QUANDO E ONDE NASCEU
No Rio de Janeiro. Em 22 de fevereiro de 1950. Bairro de Campo Grande. Lá morei. Em 1992, vim para Curitiba.

A ESCOLA, OS ESTUDOS NA INFÂNCIA E JUVENTUDE
Fiz o antigo primário [equivalente ao ensino fundamental I], o ginásio [ensino fundamental II] e depois o colegial, o científico [equivalente ao ensino médio regular]. O primário em escola pública; o ginásio e o colegial em escola particular. Meu pai tinha condições de pagar. Mas não terminei o científico. Fiz o primeiro, o segundo ano. No terceiro ano, já tinha sido reprovado. [É] aquela fase, de namorar, gazetear, matar aula; turminha, grupinho… Fui me prejudicando. Desisti. Já estava com 18 anos, tinha sido dispensado do serviço militar, então era a hora de trabalhar. Naquela época tinha isso: passando a época do alistamento, tinha que procurar serviço, ganhar o próprio dinheiro, ajudar a família.

TRABALHO, CASAMENTO, FILHOS
Fui trabalhar no comércio do bairro de Campo Grande. Como balconista, cartazista, estoquista, depois subgerente. Em 1973, com 23 anos, me casei, e logo tive o primeiro filho, o menino. Aí em 1976 me empreguei na fábrica da Coca-Cola, no bairro de Bonsucesso, no Rio de Janeiro. Fui conferente dos caminhões, estoquista, encarregado de expedição. E em 1977 nasceu a menina, a caçula. Então não dava mais para estudar. O horário na Coca-Cola não era regular, alternava o horário de entrada, de saída, às vezes trabalhava de manhã, às vezes de noite. Foi assim até 1992, nesse ano me aposentei.

MUDANÇA PARA CURITIBA
Me aposentei e, nessa época, meu filho, que tinha entrada pra Aeronáutica, foi transferido para Curitiba. Aí resolvemos vir todos – ele, eu, minha mulher, e a [filha] caçula. Em Curitiba resolvi voltar a trabalhar no comércio, vendendo móveis. Primeiro na Superlar, depois na Moveleiro – era uma loja forte. A minha mulher começou a trabalhar de agente comunitária de saúde. Fez faculdade de Serviço Social. Passou num concurso para a Prefeitura de Curitiba, para trabalhar como assistente social.

REENCONTRO COM A ESCOLA
Foi depois de muito tempo em Curitiba. Dos anos 2000 para cá [Seu Jorge não se lembrou exatamente do ano] terminei o terceiro ano que faltava para completar o colegial [ensino médio]. Aí vi um informativo no ônibus sobre o curso de [Técnico em] Teatro. Me interessei. Já gostava de teatro, de assistir, então pensei “isso é pra mim”. Fiz. Pensei que ia ser fácil, mas não foi mole não. Terminei em 2017 [o curso é subsequente ao ensino médio, com três semestres de duração]. Mas não quis parar de estudar. Então me inscrevi pro [Técnico em] Produção de Áudio e Vídeo. Agora que terminei, vou fazer o Técnico em Informática. Mas além de fazer esse outro curso quero fazer algo com teatro, ou com cinema. Meu grupo [de trabalho de conclusão de curso de Áudio e Vídeo] tá falando em fazer outro curta-metragem, quero tá nessa… [confira no vídeo abaixo treiler do curta em que Jorge atua]

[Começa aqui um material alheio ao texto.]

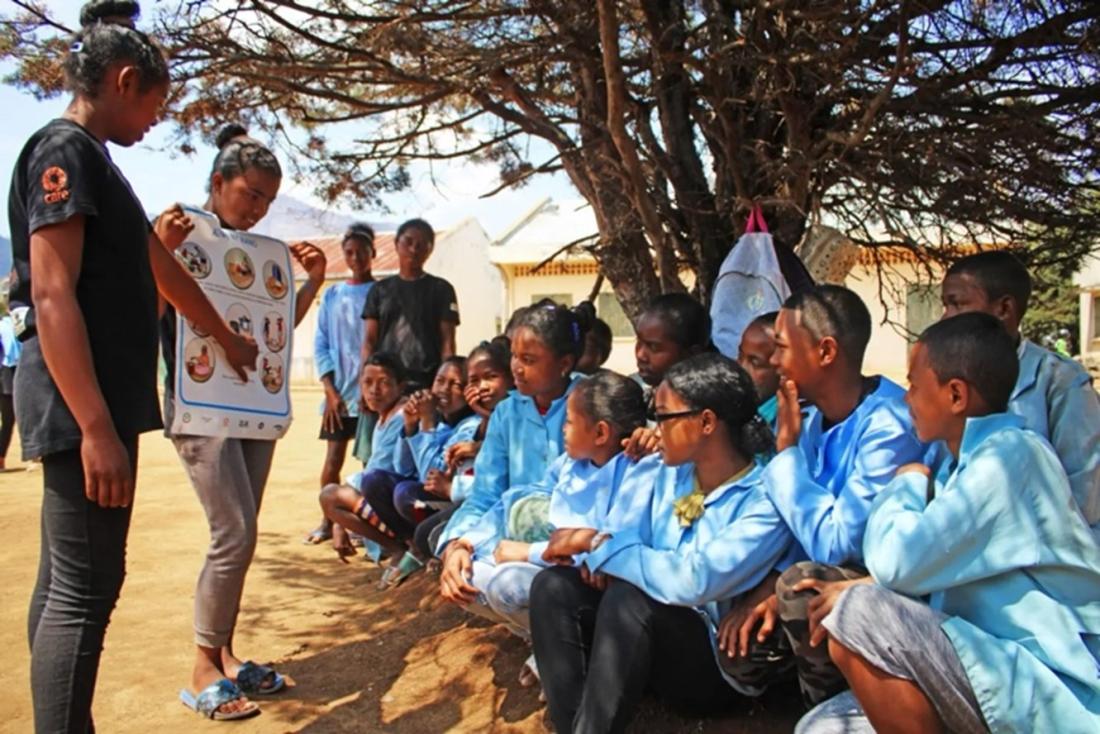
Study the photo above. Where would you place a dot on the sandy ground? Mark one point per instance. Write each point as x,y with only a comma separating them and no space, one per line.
362,660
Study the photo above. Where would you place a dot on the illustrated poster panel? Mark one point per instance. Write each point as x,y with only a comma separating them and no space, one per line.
249,278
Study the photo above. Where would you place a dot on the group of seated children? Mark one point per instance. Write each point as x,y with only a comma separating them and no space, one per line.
920,560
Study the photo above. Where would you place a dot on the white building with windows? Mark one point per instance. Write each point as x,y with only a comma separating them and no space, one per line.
460,255
1088,280
902,295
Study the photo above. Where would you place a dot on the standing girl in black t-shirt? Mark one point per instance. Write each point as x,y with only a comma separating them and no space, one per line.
89,270
229,474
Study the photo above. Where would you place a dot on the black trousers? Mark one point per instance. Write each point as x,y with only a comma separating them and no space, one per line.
600,652
80,571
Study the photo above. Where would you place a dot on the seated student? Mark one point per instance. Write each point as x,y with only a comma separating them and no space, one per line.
597,347
758,344
671,328
1011,642
712,536
831,463
593,483
435,419
381,384
488,380
1053,394
525,433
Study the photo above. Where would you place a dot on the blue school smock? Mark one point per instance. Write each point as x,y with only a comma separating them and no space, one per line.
518,448
726,551
769,411
614,496
1018,576
823,488
339,338
1054,396
426,449
386,445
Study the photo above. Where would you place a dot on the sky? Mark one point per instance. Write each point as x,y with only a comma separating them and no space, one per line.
443,195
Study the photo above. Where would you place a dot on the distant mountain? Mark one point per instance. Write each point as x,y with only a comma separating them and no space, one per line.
289,219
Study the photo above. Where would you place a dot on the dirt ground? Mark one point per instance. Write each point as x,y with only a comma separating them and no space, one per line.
362,660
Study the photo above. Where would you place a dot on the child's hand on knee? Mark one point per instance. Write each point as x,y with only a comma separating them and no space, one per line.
820,606
765,614
510,551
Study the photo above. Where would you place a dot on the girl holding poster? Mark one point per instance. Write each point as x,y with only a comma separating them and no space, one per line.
86,386
229,474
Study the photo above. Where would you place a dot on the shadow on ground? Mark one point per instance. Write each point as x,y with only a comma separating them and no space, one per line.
404,660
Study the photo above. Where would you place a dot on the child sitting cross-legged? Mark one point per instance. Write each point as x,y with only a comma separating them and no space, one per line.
641,611
382,381
435,420
1009,639
593,483
1053,394
450,474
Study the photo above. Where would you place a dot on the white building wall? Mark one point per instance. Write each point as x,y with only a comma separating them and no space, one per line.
461,255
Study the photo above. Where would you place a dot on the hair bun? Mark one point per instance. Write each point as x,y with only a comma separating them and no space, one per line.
585,315
121,12
229,133
361,230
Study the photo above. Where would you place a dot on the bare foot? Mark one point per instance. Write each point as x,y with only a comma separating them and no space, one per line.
319,534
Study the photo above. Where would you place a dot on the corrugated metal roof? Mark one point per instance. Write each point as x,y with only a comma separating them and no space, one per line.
543,231
385,258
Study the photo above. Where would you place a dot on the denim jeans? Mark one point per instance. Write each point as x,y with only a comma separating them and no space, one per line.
80,571
229,475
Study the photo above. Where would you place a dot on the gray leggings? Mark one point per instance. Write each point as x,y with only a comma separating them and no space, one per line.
229,475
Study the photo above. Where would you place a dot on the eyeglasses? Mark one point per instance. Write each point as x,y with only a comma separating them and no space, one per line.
661,417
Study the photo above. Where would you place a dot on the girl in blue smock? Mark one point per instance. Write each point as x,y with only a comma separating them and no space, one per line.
585,485
488,381
525,433
433,420
382,383
642,610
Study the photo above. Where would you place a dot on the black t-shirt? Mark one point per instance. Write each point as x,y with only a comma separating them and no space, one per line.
64,171
409,314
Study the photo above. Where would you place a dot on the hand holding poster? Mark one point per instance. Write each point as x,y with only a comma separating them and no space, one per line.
249,280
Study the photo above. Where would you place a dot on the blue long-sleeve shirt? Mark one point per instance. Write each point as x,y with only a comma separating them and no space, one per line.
726,551
1055,398
518,448
339,338
614,496
1018,574
823,488
9,344
386,445
426,449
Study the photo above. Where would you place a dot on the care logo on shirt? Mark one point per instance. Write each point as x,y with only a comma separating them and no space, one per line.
55,183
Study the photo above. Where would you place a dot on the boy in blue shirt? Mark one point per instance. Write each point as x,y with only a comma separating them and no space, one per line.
1053,394
758,344
1010,641
831,463
337,348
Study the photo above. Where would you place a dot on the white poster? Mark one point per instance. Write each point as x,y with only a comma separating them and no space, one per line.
250,281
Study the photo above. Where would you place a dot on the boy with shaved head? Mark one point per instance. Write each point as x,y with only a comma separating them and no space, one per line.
832,461
1009,638
1053,393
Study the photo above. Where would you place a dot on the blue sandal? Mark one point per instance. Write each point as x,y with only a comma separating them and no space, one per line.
216,696
251,678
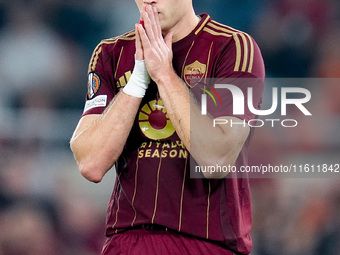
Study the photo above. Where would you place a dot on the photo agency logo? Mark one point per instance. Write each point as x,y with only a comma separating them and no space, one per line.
244,103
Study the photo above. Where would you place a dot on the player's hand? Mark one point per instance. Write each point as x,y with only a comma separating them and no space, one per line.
157,51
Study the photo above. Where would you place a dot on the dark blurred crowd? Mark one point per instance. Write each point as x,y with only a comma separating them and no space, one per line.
45,46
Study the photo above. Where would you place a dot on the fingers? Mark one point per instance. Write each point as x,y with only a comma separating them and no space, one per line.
142,38
139,48
168,40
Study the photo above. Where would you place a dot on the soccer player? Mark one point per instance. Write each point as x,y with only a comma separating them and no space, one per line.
137,117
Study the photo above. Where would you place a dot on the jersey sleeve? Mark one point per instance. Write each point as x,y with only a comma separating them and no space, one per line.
240,64
100,90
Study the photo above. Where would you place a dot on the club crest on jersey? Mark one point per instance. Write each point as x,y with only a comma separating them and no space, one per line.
154,121
93,85
194,73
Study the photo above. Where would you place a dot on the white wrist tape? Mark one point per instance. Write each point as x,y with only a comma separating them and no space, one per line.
139,80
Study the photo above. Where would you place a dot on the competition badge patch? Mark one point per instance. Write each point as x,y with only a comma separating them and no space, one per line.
194,73
93,85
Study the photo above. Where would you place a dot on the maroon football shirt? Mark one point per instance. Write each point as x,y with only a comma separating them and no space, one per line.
153,183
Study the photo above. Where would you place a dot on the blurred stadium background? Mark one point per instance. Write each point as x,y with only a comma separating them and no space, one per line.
46,207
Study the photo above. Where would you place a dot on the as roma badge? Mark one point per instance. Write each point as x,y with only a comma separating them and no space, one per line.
194,73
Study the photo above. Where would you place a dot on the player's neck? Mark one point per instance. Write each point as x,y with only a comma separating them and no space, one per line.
184,27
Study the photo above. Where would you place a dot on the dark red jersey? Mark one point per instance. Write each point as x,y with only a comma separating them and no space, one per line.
153,183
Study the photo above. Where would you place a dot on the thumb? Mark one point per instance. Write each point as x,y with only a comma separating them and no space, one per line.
168,40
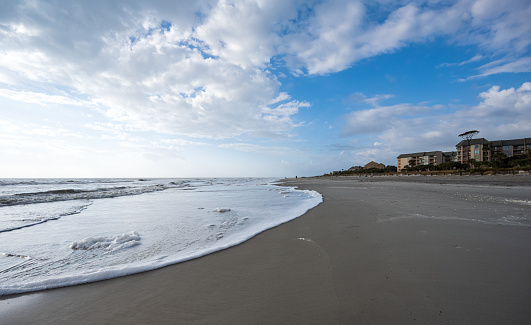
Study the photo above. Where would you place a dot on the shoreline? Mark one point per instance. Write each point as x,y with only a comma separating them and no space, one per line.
371,253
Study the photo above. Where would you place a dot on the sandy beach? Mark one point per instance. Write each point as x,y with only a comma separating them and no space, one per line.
378,250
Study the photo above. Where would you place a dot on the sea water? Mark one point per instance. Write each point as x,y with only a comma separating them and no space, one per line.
60,232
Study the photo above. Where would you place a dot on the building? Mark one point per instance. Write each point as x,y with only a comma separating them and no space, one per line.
477,149
485,150
424,158
373,164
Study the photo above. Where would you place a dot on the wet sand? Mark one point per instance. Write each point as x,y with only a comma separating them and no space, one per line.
378,250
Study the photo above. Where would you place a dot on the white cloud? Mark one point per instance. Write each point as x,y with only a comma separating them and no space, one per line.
257,149
503,66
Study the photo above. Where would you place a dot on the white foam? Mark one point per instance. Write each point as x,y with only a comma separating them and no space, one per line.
110,243
173,230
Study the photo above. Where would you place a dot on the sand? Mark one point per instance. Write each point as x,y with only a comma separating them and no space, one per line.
378,250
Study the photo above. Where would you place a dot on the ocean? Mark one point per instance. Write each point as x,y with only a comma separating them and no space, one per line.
61,232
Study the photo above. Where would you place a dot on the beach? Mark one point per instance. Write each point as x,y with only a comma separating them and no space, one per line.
378,250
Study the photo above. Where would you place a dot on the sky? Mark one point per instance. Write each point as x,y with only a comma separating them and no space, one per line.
261,88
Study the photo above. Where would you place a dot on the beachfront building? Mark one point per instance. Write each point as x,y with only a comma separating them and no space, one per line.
485,150
477,149
373,164
424,158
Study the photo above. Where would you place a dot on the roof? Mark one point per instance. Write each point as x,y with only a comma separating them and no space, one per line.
472,142
419,154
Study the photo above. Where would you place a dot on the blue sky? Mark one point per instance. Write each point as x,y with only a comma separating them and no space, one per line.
254,88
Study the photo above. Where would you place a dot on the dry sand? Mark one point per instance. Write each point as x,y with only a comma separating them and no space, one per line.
378,250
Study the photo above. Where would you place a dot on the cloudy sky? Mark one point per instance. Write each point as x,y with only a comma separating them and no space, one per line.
254,87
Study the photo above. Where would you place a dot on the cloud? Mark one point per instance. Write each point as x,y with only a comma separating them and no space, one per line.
207,69
503,66
378,119
257,149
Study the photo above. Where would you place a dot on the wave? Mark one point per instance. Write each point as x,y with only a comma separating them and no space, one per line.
34,195
29,222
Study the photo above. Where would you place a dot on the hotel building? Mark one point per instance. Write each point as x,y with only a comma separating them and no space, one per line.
484,150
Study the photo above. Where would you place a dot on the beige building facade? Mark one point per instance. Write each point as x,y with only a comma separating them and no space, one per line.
433,158
485,150
373,164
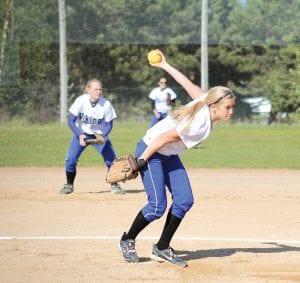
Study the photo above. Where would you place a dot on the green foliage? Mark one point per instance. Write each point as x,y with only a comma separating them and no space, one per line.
229,146
254,48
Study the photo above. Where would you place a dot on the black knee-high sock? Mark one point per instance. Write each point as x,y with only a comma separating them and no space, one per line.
137,226
70,177
170,228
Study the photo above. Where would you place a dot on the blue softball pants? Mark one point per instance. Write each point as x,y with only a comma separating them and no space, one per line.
160,172
75,150
155,120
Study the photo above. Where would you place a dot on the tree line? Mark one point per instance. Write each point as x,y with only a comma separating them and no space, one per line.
253,48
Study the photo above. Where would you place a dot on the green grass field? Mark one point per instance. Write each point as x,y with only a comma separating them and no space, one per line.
229,146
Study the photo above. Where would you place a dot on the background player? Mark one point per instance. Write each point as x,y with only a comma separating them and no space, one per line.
181,129
90,113
163,98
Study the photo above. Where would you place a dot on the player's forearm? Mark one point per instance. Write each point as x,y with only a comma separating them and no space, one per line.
106,127
193,90
158,143
71,123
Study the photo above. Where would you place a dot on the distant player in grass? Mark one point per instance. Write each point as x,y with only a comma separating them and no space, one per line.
90,113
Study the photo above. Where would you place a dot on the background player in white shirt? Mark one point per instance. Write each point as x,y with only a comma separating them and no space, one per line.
163,98
90,113
162,168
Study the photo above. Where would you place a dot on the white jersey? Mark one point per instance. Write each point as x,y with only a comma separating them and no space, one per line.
198,131
90,117
160,96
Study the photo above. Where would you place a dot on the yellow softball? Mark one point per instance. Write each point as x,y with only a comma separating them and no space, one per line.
154,57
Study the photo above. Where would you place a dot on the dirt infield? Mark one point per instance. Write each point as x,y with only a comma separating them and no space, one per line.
243,227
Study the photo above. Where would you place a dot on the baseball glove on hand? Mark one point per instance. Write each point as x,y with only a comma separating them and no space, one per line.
124,168
99,139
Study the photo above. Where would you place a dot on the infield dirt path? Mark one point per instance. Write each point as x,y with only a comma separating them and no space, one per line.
243,227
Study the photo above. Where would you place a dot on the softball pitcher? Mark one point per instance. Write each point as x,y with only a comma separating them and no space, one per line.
90,113
182,129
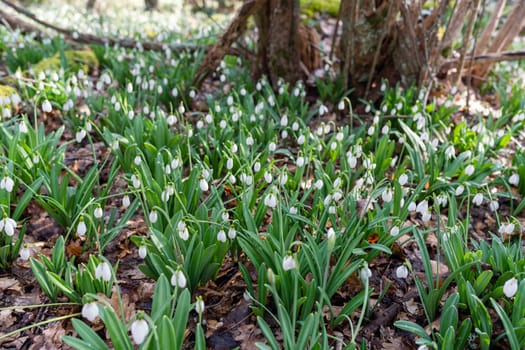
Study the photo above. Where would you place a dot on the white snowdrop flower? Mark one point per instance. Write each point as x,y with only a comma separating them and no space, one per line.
365,274
284,120
143,251
46,106
126,201
514,179
7,184
232,233
478,199
422,207
203,184
184,234
153,216
442,200
229,163
450,152
327,200
268,177
494,205
394,231
81,228
80,135
199,305
25,252
22,127
510,288
403,178
103,271
323,109
402,272
90,311
387,195
507,229
289,263
271,201
426,216
139,331
178,279
221,236
352,161
98,212
135,181
283,179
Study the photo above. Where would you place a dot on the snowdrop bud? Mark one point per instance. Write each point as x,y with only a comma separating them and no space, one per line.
514,179
25,252
125,201
289,263
403,178
229,163
203,184
478,199
365,274
90,311
143,251
402,272
98,212
153,216
46,106
139,331
80,135
81,228
199,305
178,279
221,236
103,271
7,184
387,195
510,287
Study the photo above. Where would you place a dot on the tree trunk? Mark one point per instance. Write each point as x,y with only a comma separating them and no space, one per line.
278,54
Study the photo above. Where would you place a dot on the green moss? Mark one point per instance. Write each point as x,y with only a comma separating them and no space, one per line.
74,59
311,7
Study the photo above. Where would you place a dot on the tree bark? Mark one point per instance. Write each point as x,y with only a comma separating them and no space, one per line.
278,49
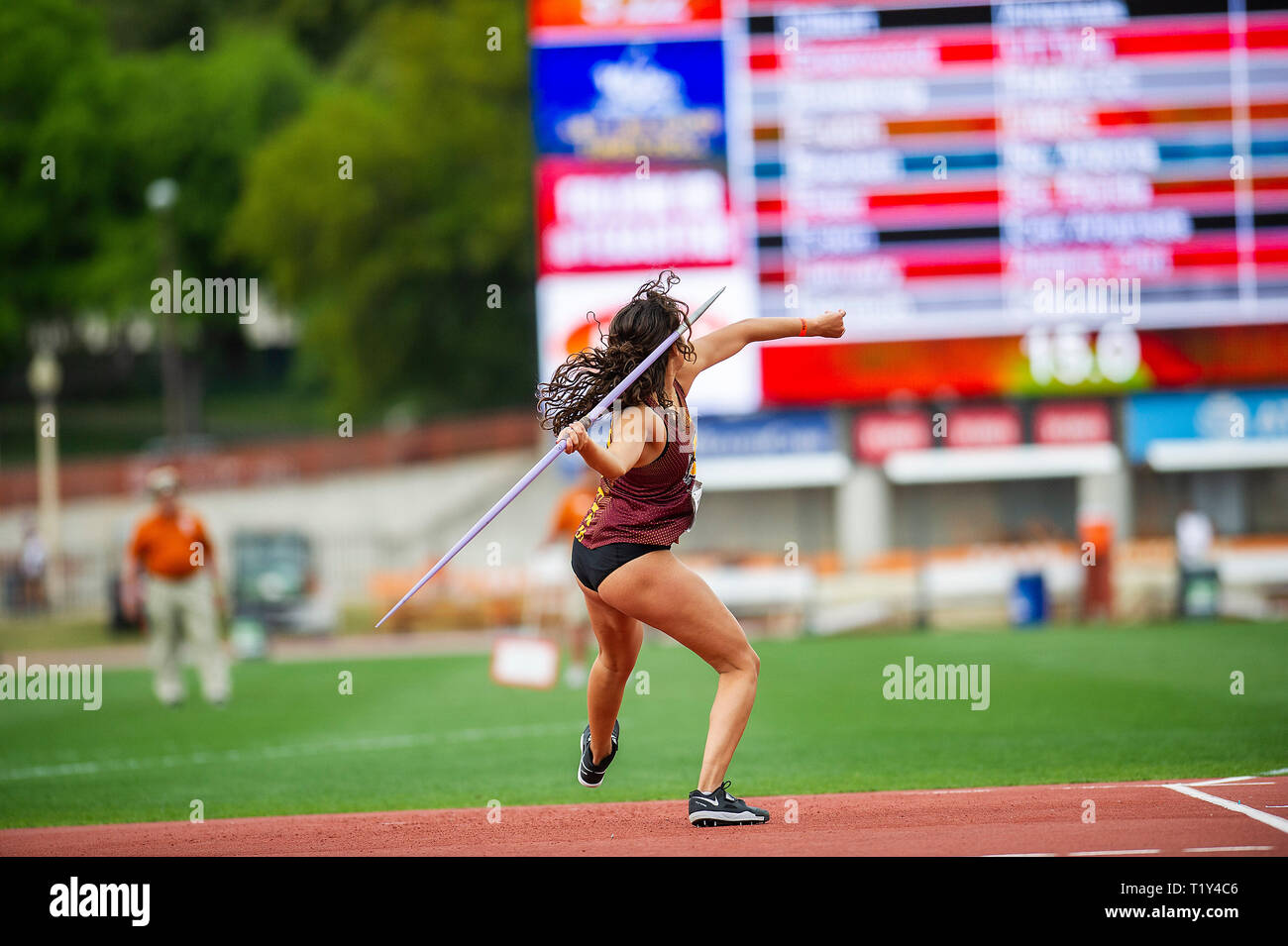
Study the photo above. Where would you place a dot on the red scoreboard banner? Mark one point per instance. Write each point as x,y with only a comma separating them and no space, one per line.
1009,198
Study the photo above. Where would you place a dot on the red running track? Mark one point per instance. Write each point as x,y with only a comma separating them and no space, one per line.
1131,819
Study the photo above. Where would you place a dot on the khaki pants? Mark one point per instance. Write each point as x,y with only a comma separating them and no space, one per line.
184,605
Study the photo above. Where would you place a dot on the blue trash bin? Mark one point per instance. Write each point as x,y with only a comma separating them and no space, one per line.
1028,602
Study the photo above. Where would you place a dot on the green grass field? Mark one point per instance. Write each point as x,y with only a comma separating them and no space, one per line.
1065,705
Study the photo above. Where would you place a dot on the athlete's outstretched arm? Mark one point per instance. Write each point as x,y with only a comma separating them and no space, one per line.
728,341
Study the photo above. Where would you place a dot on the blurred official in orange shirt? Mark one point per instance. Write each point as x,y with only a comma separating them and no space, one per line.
563,601
181,591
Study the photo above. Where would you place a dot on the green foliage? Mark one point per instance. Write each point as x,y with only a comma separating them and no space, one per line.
394,265
390,270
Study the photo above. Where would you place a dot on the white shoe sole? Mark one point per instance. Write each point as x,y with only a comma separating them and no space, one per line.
729,817
588,784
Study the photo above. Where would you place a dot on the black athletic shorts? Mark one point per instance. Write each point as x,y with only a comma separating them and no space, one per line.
592,566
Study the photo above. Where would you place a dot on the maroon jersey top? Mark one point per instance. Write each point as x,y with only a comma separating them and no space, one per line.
652,503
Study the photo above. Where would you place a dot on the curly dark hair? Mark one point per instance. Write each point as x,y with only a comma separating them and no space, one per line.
589,374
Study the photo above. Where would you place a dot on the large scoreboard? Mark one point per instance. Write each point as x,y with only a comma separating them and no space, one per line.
1069,196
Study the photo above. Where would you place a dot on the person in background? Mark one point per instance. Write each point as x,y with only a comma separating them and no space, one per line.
33,562
1196,579
170,545
1193,538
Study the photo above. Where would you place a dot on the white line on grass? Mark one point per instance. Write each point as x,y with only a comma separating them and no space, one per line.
277,752
1273,820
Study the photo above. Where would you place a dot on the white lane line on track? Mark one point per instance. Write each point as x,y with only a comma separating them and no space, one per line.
1273,820
1104,854
277,752
1018,855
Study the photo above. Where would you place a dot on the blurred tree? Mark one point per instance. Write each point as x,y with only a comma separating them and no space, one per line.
86,240
393,267
321,27
47,44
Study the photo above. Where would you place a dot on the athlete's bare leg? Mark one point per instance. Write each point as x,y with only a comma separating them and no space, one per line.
619,639
658,589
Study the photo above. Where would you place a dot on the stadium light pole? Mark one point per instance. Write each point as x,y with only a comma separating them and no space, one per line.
161,196
46,378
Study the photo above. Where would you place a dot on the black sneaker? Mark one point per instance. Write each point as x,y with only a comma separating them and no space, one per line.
588,773
722,808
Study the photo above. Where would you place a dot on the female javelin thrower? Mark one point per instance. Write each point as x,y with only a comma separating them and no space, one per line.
647,498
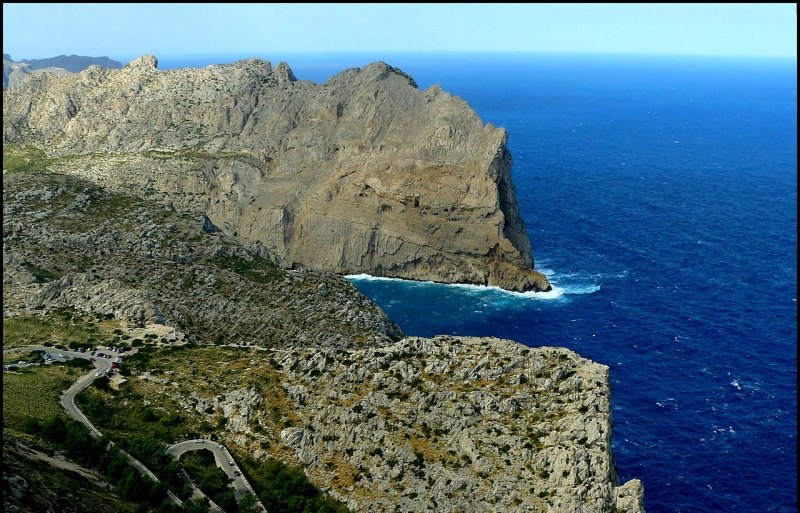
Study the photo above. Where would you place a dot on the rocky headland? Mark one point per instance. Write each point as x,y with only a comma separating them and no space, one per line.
206,209
364,173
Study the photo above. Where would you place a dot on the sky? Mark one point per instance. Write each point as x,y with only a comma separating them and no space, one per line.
124,31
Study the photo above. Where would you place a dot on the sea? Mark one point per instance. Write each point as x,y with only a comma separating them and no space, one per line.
660,196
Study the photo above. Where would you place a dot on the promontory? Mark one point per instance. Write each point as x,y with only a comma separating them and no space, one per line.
364,173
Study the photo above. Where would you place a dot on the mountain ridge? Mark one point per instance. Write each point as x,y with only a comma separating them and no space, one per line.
363,173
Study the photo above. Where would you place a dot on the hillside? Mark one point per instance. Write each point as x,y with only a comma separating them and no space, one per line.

CONVÍVIO E ROTINA NA ESCOLA
Meus filhos me incentivam muito. E a experiência de vida, com a idade, ajuda. O que dificulta é a memória, que já não funciona tão bem (risos), dificulta na assimilação das matérias. Ajuda muito também o convívio com a galera, com a mocidade… Aprendo muito com esses jovens. É muita troca de informações. Nunca tive problemas [por diferença de idade] com os colegas. Pelo contrário. Sempre me senti muito estimado. A galera me adora. Os professores… Todos me tratam como seu eu fosse uma pérola!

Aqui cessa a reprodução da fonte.